Barack Obama's speech on the financial crisis was a remarkable breakthrough.

Just days after delivering the speech of a generation in Philly, Obama spoke about economics at the Cooper Union here in NYC on Thursday. Here is what Robert Kuttner of the American Prospect had to say about it:


Barack Obama's speech on the financial crisis was a remarkable breakthrough.

First, he connected all the dots -- between the complete dismantling of financial regulation, the declining economic opportunity and security for ordinary people, the current financial meltdown, and the political influence of Wall Street as the driver of these changes. Astounding! I wish I had written the speech. It is this kind of leadership and truth-telling that is the predicate for the shift in public opinion required to produce legislative change. A radical, appropriately nuanced, and deeply public-minded description of what has occurred, the speech was Roosevelt quality: the president as teacher-in-chief. Those who felt that Obama was capable of real growth that will transcend the campaign's early and somewhat feeble domestic policy proposals should feel vindicated.

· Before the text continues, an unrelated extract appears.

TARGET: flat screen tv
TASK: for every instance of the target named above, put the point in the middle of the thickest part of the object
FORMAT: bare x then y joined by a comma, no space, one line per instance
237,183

The speech also showed real understanding and subtlety in grasping how financial "innovation" had outrun regulation, as well as a historical sense of the abuses of the 1920s repeating themselves. Obama is one of the few mainstream leaders -- Barney Frank is another -- calling for capital requirements to be extended to every category of financial institution that creates credit. This is exactly what's needed to prevent the next meltdown, but if it were put to a vote now, it would be rejected by legislators from both parties because they are still in thrall to market fundamentalism and Wall Street. That's where presidential leadership comes in.


That someone of Kuttner's caliber (just Wiki him, you'll see what I mean) is awed by Obama's grasp of economic issues is in itself telling. He goes on to say this:

The Clinton camp's rejoinder -- that Hillary is proposing to do more for the victims of the housing bust -- is totally unpersuasive. All along, she has treated the housing mess as its own self-contained scandal, rather than connecting it to the larger set of financial bubbles of which it is a part. The Frank-Dodd bill, which Obama is co-sponsoring, is a realistic remedy for purely the housing part of the crisis. If you read Clinton's March 24 speech on the housing crisis and how to fix it -- supposedly more robust than Obama's remedy -- she offers the same Frank-Dodd bill. She does not locate the mortgage crisis in the deeper financial one. And her idea of turning, for wise men, to Robert Rubin and Alan Greenspan -- more than anyone the people who gave us this crisis -- is appalling.


My sense is that Obama has a bit more of Edwards in him than you'd ever guess by the latter's stubborn fence-sitting, and that was borne out in the speech as well:

So the speech was courageous, in that it goes well beyond the current Democratic party consensus, and one can only wonder about the reaction of some of Obama's own financial backers. He also took on a couple of other sacred cows, such as electricity and telecom deregulation, proven failures to everyone but industry defenders and their allies in the economics profession.


And lest you think Kuttner is just stumping for Barack, let it be known:

Unlike some of my friends, I have not fallen in love with Obama. I have been at this too long, and you risk getting your heart broken. I actually shared Krugman's critique of Obama's health insurance individual mandate and his proposal to tax the upper middle class to pay for a much exaggerated Social Security shortfall that is more like a rounding error. I simply conclude, based on what I've seen, that Obama is capable of real learning and real transformation, both of himself and of public opinion. Nothing I've seen suggests that's true of Hillary Clinton.